Inutile dirvi che alla fine di questo racconto i miei pensieri non sono potuti che volare al buon Alessandro Manzoni. Non tanto per la vita dissipata quanto per la tipologia di morte avuta. Per chi non ne fosse al corrente il padre della lingua italiana, nonché creatore del primo romanzo italiano, dopo aver vissuto una vita a scrivere, comporre e regalare all’umanità tante magnifiche opere, essere diventato cavaliere, commendatore della Toscana e aver ricevuto mille riconoscimenti, una mattina del Maggio 1873 si è alzato per andare alla messa della chiesa di San fedele a Milano. Uscendo dalla chiesa Alessandro scivola su uno dei tre gradini del portone della chiesa e batte la testa, viene immediatamente soccorso ma pochi giorni dopo muore a causa del grave trauma cranico subito.

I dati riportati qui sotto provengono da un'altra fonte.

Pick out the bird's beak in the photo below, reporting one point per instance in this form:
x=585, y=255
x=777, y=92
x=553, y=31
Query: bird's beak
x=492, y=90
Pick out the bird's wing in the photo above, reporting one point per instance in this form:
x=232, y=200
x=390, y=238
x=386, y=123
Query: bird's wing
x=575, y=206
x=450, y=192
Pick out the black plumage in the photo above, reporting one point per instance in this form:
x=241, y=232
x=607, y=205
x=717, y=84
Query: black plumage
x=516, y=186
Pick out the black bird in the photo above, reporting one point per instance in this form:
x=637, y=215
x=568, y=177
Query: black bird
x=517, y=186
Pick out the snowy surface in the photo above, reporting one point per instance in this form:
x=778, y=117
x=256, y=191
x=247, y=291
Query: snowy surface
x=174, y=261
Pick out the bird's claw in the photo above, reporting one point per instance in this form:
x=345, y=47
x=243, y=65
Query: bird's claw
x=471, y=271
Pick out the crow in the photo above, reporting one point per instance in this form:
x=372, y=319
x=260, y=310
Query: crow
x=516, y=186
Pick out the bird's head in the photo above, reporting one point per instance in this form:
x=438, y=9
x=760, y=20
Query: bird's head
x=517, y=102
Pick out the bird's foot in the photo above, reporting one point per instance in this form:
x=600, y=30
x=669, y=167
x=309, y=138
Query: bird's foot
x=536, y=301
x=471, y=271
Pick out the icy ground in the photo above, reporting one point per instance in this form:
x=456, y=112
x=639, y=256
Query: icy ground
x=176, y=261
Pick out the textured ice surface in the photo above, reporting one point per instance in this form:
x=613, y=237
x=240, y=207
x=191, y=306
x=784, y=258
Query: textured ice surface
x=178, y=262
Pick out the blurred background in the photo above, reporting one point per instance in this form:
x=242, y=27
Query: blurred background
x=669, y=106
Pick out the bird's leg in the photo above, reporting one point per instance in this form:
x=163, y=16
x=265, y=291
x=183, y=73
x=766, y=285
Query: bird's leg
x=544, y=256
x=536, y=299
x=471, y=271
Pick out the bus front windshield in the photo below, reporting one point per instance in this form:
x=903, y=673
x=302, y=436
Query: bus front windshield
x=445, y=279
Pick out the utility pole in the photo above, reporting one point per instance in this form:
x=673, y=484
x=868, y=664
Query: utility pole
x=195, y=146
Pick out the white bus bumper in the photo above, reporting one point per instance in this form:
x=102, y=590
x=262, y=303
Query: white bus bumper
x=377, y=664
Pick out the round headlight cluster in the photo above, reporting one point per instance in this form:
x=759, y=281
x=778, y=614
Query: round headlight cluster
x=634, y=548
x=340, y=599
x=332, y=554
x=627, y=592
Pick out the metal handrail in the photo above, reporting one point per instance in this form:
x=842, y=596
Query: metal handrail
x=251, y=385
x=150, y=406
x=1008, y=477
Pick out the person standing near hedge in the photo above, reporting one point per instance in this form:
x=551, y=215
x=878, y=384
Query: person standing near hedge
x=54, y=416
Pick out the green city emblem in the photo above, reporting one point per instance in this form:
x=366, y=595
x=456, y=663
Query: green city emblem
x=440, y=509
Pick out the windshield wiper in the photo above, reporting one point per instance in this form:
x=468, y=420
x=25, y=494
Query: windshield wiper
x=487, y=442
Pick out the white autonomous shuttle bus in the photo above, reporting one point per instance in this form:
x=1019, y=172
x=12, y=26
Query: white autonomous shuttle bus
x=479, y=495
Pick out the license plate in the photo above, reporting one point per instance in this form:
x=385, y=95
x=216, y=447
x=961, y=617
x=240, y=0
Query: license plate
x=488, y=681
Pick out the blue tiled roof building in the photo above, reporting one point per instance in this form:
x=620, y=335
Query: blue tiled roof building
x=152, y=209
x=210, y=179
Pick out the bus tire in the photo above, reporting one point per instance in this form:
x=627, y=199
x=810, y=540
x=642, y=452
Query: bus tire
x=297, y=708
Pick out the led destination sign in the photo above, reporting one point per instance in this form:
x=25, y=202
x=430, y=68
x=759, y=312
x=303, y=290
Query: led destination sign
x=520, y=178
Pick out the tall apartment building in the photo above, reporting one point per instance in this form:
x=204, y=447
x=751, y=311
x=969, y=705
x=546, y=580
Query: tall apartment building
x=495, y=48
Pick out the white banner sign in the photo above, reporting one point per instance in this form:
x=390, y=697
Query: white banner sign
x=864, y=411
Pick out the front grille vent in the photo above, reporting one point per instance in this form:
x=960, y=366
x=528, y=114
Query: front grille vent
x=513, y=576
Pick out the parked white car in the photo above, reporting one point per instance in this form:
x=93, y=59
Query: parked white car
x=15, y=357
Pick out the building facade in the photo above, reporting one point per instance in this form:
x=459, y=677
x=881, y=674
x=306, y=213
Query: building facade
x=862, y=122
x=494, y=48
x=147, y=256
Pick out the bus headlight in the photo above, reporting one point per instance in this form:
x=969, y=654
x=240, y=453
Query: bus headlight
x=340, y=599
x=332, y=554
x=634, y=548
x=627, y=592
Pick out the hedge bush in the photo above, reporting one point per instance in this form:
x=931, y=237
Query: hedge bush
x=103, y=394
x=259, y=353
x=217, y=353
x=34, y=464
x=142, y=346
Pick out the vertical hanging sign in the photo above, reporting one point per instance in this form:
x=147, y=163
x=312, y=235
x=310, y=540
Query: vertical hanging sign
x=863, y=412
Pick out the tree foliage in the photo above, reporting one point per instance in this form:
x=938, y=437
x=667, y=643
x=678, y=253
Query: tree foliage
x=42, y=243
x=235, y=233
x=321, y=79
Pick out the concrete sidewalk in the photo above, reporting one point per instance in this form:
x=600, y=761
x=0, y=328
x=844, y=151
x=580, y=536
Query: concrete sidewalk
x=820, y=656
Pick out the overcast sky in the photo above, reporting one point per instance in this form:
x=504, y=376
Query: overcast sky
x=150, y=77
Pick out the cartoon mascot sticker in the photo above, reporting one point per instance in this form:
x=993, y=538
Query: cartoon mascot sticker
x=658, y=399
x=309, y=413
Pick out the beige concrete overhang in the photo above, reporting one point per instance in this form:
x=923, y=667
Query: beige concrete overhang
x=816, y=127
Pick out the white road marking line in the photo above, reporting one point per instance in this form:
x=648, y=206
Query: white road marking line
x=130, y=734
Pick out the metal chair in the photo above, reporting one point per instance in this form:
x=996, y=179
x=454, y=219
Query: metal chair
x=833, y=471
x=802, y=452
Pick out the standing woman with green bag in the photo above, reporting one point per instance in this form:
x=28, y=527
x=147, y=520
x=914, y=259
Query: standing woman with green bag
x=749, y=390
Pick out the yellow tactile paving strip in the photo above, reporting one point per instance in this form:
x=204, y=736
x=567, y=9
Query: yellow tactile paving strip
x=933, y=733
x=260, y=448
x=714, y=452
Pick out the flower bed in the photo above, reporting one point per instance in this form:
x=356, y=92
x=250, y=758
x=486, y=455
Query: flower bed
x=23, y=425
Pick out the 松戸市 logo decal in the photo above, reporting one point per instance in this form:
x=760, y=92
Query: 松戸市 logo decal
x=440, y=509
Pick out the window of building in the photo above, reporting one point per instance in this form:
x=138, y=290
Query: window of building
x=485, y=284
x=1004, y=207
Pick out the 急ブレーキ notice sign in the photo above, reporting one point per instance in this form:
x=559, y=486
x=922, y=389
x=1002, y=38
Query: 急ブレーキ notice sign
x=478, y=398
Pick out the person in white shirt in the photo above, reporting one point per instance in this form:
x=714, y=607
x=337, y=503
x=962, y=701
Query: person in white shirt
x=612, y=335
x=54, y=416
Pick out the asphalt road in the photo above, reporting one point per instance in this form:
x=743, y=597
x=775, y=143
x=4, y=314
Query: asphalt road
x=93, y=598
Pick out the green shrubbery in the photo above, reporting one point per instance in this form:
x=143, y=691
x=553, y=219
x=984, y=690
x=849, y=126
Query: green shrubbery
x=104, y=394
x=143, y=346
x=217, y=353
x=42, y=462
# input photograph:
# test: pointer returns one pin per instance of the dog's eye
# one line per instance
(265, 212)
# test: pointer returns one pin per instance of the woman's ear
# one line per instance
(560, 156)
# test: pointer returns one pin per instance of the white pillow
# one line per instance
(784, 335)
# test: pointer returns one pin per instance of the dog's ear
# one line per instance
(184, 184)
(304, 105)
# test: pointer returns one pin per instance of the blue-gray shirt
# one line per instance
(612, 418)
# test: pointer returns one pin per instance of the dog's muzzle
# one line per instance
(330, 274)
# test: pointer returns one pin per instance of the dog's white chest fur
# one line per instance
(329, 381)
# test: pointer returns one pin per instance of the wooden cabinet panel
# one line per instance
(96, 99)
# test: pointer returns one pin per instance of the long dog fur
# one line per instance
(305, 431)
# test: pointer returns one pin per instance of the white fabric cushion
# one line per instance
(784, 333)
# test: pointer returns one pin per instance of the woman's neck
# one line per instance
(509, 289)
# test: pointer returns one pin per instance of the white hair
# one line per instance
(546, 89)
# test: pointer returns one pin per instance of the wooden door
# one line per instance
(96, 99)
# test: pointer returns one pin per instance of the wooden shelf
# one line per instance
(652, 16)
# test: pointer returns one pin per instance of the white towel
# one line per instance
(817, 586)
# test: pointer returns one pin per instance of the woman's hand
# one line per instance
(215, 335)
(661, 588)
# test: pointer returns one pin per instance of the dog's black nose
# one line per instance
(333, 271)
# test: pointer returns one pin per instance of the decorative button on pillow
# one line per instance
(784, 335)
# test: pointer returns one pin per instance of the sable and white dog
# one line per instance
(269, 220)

Io non so precisamente se, come dice mio padre, il problema è che le persone geniali sono tanto attente nel loro “campo d’azione” quanto disattente per le cose della quotidianità. Sta di fatto che le morti di questi personaggi, come altri simili a loro – per esempio il filosofo sir Fancis Bacon, morto nel tentativo di congelare un pollo – mi colpiscono e mi fanno riflettere spesso molto di più del loro operato. Insomma se ci pensate un attimo immaginatevi di spendere tutta la vostra vita alla ricerca del distillato perfetto di whiskey, o studiando disperatamente il modo di creare una lingua che possa divenire unica per tutta quanta la penisola italiana; lavorate tanto, vi spaccate le spalle, create, scrivete, investite il vostro tempo e le vostre risorse il quello che per voi è qualcosa che conta. Poi un giorno vi svegliate, scivolate su uno scalino e siete morti. Così, senza salutare nessuno, senza lasciare un testamento ai posteri, o poter dire al mondo intero cosa avete imparato veramente dal vostro lavoro. Un minuto prima ci siete, un minuto dopo prendete a calci una cassaforte da brilli che vi ucciderà.

Alla luce di questo l’unica grande cosa che posso imparare, è che siamo molto più effimeri di quanto si crede. Dunque forse dovremmo tutti fare un po’ di più come Nanni Moretti in Aprile: calcolare con un centimetro la vita che ci resta redendoci conto di quanto poco tempo abbiamo e investirlo facendo qualcosa che ci appassiona veramente, in modo se non altro da poter morire senza rimpianti, in qualsiasi istante.